3 min read

Nigel Calder lives in Newcastle.

My parents were born four days apart in England, in 1914. Six weeks later Great Britain entered the First World War. Mum and Dad were teenagers during the Great Depression. They were 25 when the Second World War began. My father was a pacifist. He joined the Royal Army Medical Corps so he could do his bit to fight fascism without carrying a gun. My mother joined the Royal Army Nursing Corps. They met for the first time, fell in love, and became engaged.

My father was sent to France with the British Expeditionary Force. It was crushed by Hitler’s Wehrmacht. His unit was behind the German lines during the Dunkirk evacuation and unable to get out. He fled across northern France and was evacuated from somewhere in Normandy. My mother was on a hospital train in Ramsgate Harbor, providing initial triage for the worst of the burn victims being ferried back from Dunkirk. Many were terribly burned. She did not know if Dad was dead or alive.

My mother and father met again briefly before he was shipped off to North Africa, where
Rommel’s Afrika Corps was gaining ground. Simultaneously, the Germans marched into
Greece. Churchill ordered troops to be sent from North Africa to Greece in a failed attempt to halt the Germans. My father was wounded and captured. He spent the rest of the war in a German prisoner-of-war camp. He carried a piece of shrapnel in his back until the day he died.

Dad made it home in 1945. My parents married. Dad was somewhat messed up and had lost a third of his body weight, which he mostly never regained. My mother, who had waited for him and turned down several marriage offers, including from a castle-owning Scottish aristocrat, wondered what she was getting into.

I was born in 1948. My parents never talked about the war, at least not in front of me. They did occasionally talk about “Good Germans.” Good Germans were all those fundamentally decent Germans who never supported Hitler, who were appalled by his actions, who collectively could have stopped him, but who did not speak up and act in time. They then either submitted, or resisted and died in fascism’s concentration camps.

Advertisement

I used to think nothing like this could happen here: our guardrails are too strong. Whenever President Trump expressed dictatorial intentions, I thought, and said, “He doesn’t have his Brownshirts,” the gangs of thugs who did Hitler’s dirty work and paved the way to his seizure of power.

Then Trump pardoned the Jan. 6 rioters. The entire world got the message: he will protect those willing to do violence on his behalf. Next, with the One Big Beautiful Bill Act, Republicans in Congress handed Trump $30 billion to recruit tens of thousands of ICE agents.

ICE is directly under the control of the executive. Immigrants have taken the place of Jews in the authoritarian narrative. ICE is increasingly violent. The administration’s response to the shooting of Renee Good has been to immediately brand this young mother of three as a “domestic terrorist,” telegraphing to ICE agents, in case they hadn’t already got the message, that they can act with impunity.

At what point will ICE openly cross the line between law enforcement and the Brownshirts?

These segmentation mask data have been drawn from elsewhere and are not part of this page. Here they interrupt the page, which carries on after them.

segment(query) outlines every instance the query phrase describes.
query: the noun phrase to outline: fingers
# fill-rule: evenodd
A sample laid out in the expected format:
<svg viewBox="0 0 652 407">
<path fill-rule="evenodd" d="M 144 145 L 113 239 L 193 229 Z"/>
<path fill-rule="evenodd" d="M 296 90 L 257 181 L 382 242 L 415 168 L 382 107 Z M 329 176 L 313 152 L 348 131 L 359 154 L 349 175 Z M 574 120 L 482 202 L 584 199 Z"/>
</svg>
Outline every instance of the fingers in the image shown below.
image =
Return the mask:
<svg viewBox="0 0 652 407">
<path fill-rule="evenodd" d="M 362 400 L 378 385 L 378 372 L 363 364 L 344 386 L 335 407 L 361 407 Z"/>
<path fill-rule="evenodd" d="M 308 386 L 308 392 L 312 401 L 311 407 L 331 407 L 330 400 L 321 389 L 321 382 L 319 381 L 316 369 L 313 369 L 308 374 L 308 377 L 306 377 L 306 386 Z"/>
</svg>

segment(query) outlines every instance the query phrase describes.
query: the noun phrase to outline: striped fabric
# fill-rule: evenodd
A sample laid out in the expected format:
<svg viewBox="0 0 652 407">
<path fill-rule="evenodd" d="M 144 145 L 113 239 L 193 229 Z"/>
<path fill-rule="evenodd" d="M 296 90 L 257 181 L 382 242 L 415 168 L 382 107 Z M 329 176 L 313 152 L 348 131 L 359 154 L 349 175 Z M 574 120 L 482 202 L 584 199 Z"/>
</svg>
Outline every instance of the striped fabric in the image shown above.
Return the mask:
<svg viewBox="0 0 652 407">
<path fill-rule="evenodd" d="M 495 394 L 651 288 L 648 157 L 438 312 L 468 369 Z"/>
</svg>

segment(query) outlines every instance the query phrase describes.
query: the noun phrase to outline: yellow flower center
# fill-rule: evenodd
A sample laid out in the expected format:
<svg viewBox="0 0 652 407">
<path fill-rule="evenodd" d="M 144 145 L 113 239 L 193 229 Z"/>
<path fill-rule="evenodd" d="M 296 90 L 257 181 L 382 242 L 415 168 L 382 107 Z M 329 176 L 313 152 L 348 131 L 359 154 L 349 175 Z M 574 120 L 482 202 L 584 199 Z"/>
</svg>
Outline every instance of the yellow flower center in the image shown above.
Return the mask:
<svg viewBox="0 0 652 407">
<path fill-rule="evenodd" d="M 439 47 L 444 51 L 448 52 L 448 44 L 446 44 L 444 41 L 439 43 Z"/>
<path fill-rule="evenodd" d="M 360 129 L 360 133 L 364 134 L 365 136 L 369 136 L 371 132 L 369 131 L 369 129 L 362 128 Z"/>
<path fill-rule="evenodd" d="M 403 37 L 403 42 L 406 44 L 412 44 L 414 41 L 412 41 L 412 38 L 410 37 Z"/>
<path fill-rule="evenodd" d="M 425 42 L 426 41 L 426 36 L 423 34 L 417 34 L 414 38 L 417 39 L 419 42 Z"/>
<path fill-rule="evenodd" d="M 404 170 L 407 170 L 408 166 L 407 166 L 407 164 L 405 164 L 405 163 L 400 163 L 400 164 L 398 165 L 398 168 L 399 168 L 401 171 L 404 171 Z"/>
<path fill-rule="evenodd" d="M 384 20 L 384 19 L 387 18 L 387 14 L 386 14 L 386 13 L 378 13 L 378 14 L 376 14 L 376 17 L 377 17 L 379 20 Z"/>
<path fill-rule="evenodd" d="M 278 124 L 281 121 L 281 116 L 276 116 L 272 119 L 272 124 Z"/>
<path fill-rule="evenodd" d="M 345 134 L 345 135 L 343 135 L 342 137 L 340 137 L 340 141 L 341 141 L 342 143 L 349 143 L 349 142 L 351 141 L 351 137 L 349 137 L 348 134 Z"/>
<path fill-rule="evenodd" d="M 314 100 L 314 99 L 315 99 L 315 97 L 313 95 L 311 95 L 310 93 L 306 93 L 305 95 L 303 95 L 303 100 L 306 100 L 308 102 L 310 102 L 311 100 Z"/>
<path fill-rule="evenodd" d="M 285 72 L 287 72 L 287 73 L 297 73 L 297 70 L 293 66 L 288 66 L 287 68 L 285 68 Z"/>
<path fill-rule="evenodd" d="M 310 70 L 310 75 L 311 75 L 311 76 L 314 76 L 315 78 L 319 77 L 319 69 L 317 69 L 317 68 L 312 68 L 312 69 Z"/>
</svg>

Has it already done so?

I lie awake in the small hours of the morning wondering what I can do as an individual to play my part in halting this slide toward an authoritarian state. I write letters to the newspapers, I stand on bridges, I am very active in Lincoln County Indivisible, I feel the need to do more. I do not want my children to one day wonder how so many ‘Good Americans’ could have allowed us to lose our cherished freedoms.

I am a fan of Emmylou Harris. Whenever I hear her singing “Bang the Drum Slowly,” her
ode to her father and his Second World War experiences, it brings tears to my eyes:

“I always meant to ask you about the war
And what you saw across a bridge too far
Did it leave a scar?”

I think of my parents and the “Greatest Generation,” and what they endured. I think of the tens of millions of Good Americans today, fundamentally decent people who do not share my fears and sense of urgency. I hope I am wrong. I hope these Good Americans will be spurred to action before the rising tide of authoritarianism engulfs us all.